Concepts beyond ImageNet

Although the SAE is trained on ImageNet, the resulting visual concepts are not limited to the ImageNet dataset; rather, they generalize well to other datasets--commonly used classification dataset for CLIP zero shot evaluation--such as Food101 and SUN397 (scene) (Lim et al., 2025). This generalization is expected, as the SAE is not trained using ImageNet class labels. Instead, it learns to reconstruct image representations from a general-purpose foundation model—the CLIP vision encoder—which is assumed to have already captured diverse visual concepts, as evidenced by its strong zero-shot performance.

If we aim to characterize a dataset that is significantly different from ImageNet—such as medical images—we should train SAE on that specific domain and/or with a more suitable backbone model. As demonstrated in prior work (CytoSAE [1], Mammo-SAE [2]), applying SAE to medical images is feasible, and a similar pipeline can be adopted for domain-specific analysis.

[1] Dasdelen et al. (2025). CytoSAE: Interpretable Cell Embeddings for Hematology. arXiv.

[2] Nakka et al. (2025). Mammo-SAE: Interpreting Breast Cancer Concept Learning with Sparse Autoencoders. arXiv.

Sufficient set of concepts

We have not yet systematically analyzed how many or how granular concepts are sufficient for different tasks, but we consider this an important direction for future work.

Although we do not provide a standardized benchmark through extensive comparisons, we present empirical evidence suggesting that approximately 3,000 concepts are sufficient for meaningful concept extraction and categorization.

In this work, we found that the SAE learns around 3,000 meaningful concepts.
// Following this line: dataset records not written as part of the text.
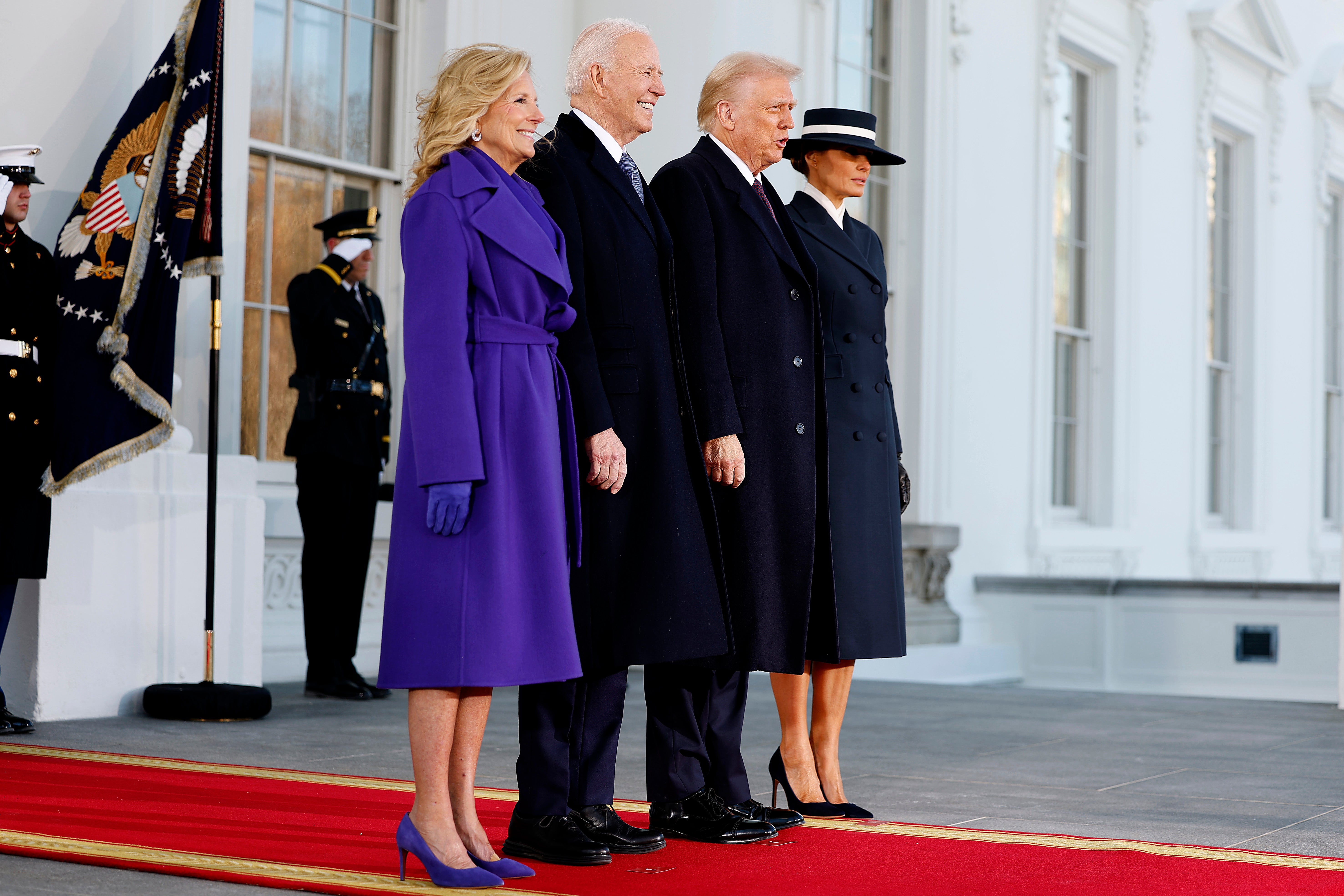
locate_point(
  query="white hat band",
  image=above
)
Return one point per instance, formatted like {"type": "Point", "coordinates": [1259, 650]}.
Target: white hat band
{"type": "Point", "coordinates": [839, 129]}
Among these, 2,537 concepts are frequently activated in ImageNet, 259 in Food101, 1328 in SUN397, and so on. On average, approximately 20 concepts are activated per class.
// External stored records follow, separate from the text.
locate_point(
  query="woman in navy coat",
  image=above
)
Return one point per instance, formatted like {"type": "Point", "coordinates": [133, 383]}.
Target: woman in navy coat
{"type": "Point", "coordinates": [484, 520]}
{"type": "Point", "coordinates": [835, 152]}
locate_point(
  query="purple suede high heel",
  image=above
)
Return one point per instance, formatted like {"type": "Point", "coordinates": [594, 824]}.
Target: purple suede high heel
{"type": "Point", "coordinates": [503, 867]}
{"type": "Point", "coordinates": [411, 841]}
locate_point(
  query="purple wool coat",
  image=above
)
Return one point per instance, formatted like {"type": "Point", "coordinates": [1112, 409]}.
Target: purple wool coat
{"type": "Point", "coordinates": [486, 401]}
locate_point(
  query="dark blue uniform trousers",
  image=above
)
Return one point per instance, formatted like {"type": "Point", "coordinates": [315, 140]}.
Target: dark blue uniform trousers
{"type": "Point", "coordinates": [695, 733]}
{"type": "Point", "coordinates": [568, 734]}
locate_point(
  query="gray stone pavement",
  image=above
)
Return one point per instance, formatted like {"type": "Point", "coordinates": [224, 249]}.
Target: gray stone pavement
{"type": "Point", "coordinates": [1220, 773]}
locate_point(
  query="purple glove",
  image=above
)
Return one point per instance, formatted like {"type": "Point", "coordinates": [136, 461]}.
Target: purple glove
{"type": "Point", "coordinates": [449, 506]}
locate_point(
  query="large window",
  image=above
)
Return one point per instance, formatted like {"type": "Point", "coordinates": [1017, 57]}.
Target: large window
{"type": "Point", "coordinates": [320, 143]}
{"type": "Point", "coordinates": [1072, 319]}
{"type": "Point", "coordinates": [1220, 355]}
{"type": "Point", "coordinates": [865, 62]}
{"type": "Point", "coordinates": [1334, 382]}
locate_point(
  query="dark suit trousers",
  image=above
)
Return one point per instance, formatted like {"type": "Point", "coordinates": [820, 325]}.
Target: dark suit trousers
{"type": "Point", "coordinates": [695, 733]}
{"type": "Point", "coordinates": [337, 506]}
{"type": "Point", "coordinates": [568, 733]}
Performance on fine-grained dataset

Since our concepts are derived from CLIP’s representations, they are inherently constrained by CLIP’s learned knowledge. However, using vision foundation models fine-tuned on domain-specific datasets like RAF-DB or DTD could improve performance by yielding concrete and task-relevant latent concepts.

RAF-DB is a facial expression recognition dataset with 7 emotion categories. It is particularly challenging because some emotions—such as "fear" and "surprise"—are difficult to distinguish even for humans due to their subtle visual differences. Although CLIP’s large-scale training data may contain some facial images with emotional expressions, it was not explicitly trained on facial expression recognition tasks. As a result, it lacks the fine-grained supervision needed to capture subtle facial cues, leading to relatively low zero-shot performance on RAF-DB (39.8%) [1].
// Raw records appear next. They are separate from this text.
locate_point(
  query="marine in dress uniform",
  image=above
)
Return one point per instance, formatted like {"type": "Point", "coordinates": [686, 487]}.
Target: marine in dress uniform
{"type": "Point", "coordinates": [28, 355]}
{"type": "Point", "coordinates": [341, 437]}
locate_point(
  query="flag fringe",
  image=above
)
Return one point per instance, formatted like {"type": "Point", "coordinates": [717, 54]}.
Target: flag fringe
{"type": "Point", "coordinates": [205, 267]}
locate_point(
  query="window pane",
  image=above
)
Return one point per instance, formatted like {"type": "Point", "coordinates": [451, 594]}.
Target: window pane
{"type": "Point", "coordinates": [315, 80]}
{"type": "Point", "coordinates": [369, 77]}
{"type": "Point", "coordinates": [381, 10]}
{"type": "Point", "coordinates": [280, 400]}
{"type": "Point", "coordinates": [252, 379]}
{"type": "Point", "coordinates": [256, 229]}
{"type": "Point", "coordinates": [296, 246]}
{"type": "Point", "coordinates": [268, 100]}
DTD is a texture classification dataset with 47 fine-grained texture categories. Many of these textures are abstract and visually similar, lacking distinctive semantic features. This makes zero-shot classification difficult, and CLIP achieves an accuracy of 50.4% on DTD [2].

[1] Zhao, Zengqun, et al. "Enhancing zero-shot facial expression recognition by llm knowledge transfer." WACV 2025.

[2] Wu et al. "How well does CLIP understand texture?." arXiv(2022).

评论

Dear Reviewer,

Thanks again for your thoughtful review. We addressed your questions and would appreciate if you could re-evaluate our contribution in the light of our rebuttal. If concerns are remaining, we are happy to discuss further during the discussion period.

评论

Thank you for the rebuttal, it addresses my concerns.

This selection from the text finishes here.